The blades are sounding, it's time to signal, I stand up making the signal for help (Y). They have seen us and the gendarmes start descending from the helicopter. When they arrive, they take charge of the situation and immobilize his leg. At that moment another very big stone is thrown up, which stops a few meters away from the five of us. The rescue service asks us to leave the place. We do so after knowing which hospital they would take our companion to and telling Pablo to be calm that we would spend the night at Tête Rousse and that the next day we would begin our descent.
We get on the way to the shelter but we see that stones are still falling in the next corridor, it seems that the landslides are following us, we see two people who are walking on the heights. Could they have something to do with what has happened to us?
Approximately one and a half hours later, after several attempts, at the moment the fog gives a bit of a break, our companion is evacuated.
Already in the shelter we find the solidarity of two compatriots who encourage us and make us have a good time. You can't imagine how grateful they are for a few words of encouragement and sharing a beer in those circumstances. The next day they left for the summit. We wished them good luck and thanked them from the bottom of our hearts.

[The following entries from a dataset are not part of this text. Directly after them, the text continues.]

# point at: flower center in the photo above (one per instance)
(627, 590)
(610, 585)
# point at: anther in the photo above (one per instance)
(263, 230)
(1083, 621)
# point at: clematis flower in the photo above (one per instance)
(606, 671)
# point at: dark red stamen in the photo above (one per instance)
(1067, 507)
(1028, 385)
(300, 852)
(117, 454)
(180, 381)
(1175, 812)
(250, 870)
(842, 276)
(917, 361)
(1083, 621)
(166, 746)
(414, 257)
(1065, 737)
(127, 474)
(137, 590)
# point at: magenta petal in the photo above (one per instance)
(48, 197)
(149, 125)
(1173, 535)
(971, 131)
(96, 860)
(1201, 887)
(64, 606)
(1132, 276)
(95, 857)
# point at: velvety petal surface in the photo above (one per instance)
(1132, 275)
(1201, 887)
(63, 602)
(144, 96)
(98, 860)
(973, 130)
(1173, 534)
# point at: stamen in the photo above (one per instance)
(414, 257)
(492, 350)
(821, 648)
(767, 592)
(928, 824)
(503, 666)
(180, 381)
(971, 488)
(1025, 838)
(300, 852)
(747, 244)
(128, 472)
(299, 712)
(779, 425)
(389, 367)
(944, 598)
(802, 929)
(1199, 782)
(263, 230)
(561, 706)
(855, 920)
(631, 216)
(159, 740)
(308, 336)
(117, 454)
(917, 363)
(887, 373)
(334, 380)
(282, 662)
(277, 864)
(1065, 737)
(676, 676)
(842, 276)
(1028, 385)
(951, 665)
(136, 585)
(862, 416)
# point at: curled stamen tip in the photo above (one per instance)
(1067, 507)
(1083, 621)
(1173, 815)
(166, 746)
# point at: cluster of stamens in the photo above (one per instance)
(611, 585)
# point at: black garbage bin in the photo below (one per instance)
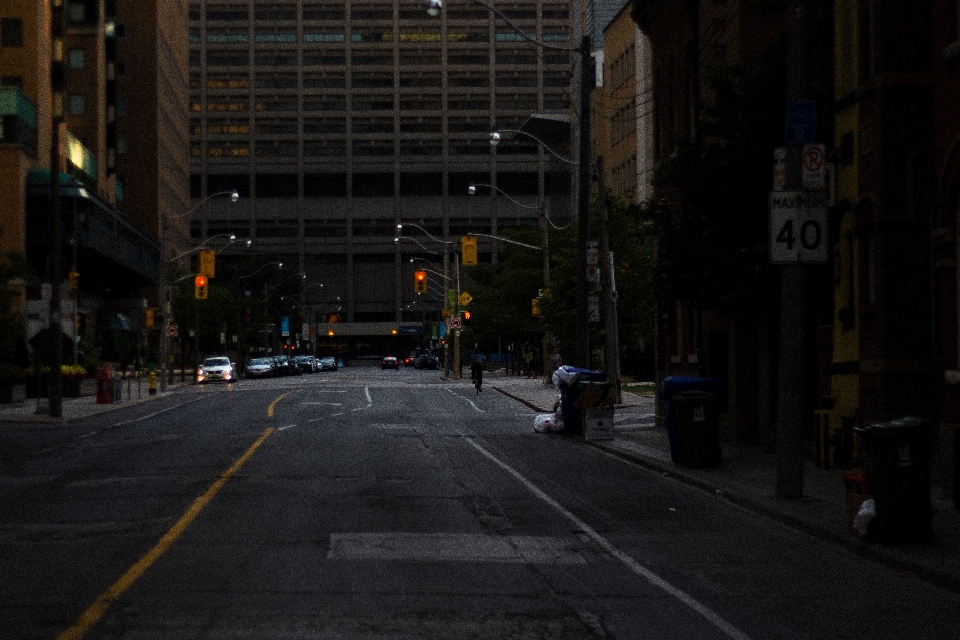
(698, 419)
(897, 457)
(570, 391)
(672, 385)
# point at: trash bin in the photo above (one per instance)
(698, 417)
(105, 384)
(673, 385)
(897, 456)
(572, 381)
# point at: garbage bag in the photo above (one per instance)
(866, 513)
(544, 423)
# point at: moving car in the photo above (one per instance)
(307, 364)
(262, 368)
(426, 361)
(216, 368)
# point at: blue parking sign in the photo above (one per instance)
(801, 121)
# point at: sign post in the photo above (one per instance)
(798, 227)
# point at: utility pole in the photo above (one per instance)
(793, 291)
(611, 361)
(582, 348)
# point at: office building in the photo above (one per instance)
(336, 121)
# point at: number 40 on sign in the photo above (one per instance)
(798, 227)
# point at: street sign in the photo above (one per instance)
(593, 314)
(801, 121)
(593, 253)
(798, 227)
(814, 167)
(779, 168)
(468, 249)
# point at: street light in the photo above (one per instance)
(164, 304)
(580, 136)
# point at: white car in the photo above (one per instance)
(218, 368)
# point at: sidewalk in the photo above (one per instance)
(746, 477)
(77, 408)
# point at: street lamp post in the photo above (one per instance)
(580, 101)
(446, 277)
(164, 261)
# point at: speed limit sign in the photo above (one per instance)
(798, 227)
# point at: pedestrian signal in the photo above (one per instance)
(420, 282)
(200, 288)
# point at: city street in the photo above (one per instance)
(365, 504)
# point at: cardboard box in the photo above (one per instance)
(599, 424)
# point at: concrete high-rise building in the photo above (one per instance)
(336, 121)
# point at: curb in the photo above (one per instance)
(868, 550)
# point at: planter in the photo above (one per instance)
(12, 392)
(70, 387)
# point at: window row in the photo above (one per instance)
(334, 185)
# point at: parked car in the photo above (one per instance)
(426, 361)
(286, 366)
(307, 364)
(216, 368)
(262, 368)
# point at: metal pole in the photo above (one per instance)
(457, 375)
(789, 443)
(582, 338)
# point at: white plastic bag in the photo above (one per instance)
(544, 423)
(867, 512)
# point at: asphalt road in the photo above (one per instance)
(370, 504)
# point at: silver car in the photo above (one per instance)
(218, 368)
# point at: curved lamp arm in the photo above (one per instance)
(410, 224)
(203, 245)
(434, 7)
(472, 189)
(234, 196)
(495, 139)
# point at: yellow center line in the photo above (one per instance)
(274, 403)
(99, 607)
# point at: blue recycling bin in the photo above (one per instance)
(673, 385)
(572, 421)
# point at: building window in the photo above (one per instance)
(78, 58)
(11, 32)
(78, 104)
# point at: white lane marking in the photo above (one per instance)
(156, 413)
(453, 547)
(728, 629)
(469, 401)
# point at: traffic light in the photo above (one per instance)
(420, 282)
(200, 288)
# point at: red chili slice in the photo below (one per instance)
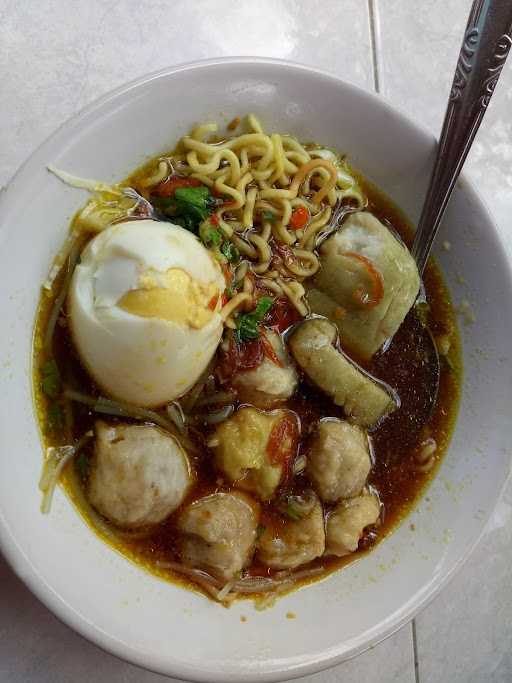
(299, 217)
(282, 440)
(373, 298)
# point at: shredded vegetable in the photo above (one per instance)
(56, 460)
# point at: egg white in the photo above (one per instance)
(146, 361)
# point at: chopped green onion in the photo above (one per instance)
(210, 237)
(50, 382)
(230, 252)
(247, 326)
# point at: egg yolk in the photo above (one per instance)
(173, 295)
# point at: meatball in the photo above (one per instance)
(339, 460)
(274, 380)
(252, 447)
(139, 474)
(364, 400)
(219, 533)
(296, 541)
(347, 522)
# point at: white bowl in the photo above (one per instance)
(115, 603)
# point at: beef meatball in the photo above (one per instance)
(347, 522)
(339, 460)
(297, 540)
(139, 474)
(273, 381)
(219, 533)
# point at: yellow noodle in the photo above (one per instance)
(311, 231)
(277, 144)
(272, 285)
(299, 177)
(264, 251)
(234, 303)
(244, 248)
(248, 214)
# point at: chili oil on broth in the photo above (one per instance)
(395, 474)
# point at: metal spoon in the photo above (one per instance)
(486, 44)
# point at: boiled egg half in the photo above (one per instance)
(144, 309)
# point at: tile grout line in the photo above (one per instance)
(374, 42)
(415, 652)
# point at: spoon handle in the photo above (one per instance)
(487, 41)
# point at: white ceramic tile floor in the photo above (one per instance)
(58, 55)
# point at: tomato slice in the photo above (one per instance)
(282, 441)
(268, 350)
(373, 298)
(299, 218)
(168, 187)
(283, 315)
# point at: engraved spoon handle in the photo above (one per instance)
(485, 47)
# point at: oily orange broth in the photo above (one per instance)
(395, 474)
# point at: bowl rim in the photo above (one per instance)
(14, 554)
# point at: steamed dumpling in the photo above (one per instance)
(364, 401)
(367, 283)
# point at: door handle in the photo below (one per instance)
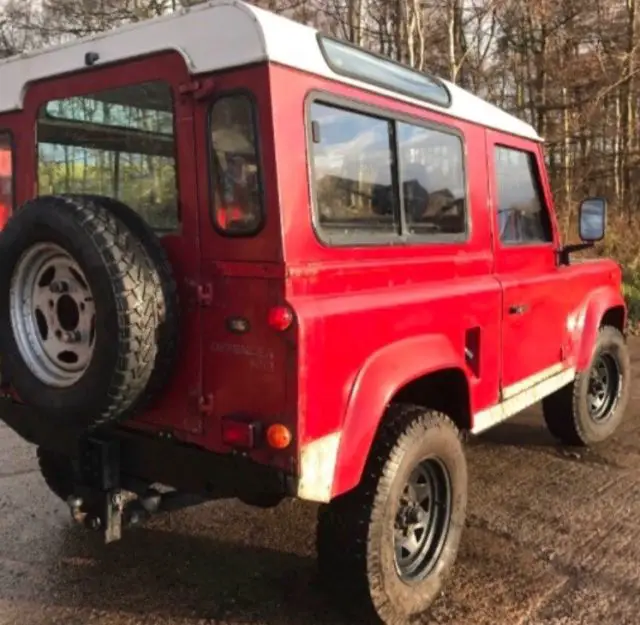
(518, 309)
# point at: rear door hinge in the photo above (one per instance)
(198, 89)
(205, 404)
(204, 294)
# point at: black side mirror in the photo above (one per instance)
(593, 219)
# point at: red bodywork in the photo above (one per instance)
(369, 320)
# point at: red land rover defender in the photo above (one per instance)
(248, 260)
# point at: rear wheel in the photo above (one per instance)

In the late afternoon we managed to talk to our partner, he has the quadriceps of his right leg with three holes and swollen like a rugby ball but the bone is fine, we encourage him and now we just want the hours to pass quickly to meet again.
The next day we are in the hospital in the middle of the morning, we melt into a strong hug. The three of us are together again. Now we have to prepare ourselves little by little for the next day to return to our families.
As we leave Chamonix, I turn my eyes towards Mont Blanc, summoning him to meet us later on, and perhaps at that moment he will be kind enough to let me set foot on his summit.
After thirteen hours of driving we arrived at Pablo's house, we hugged his wife and in this way we all took one of the best pictures that Carmelo will ever take in his life.
This article is dedicated to all the people who selflessly helped and supported us.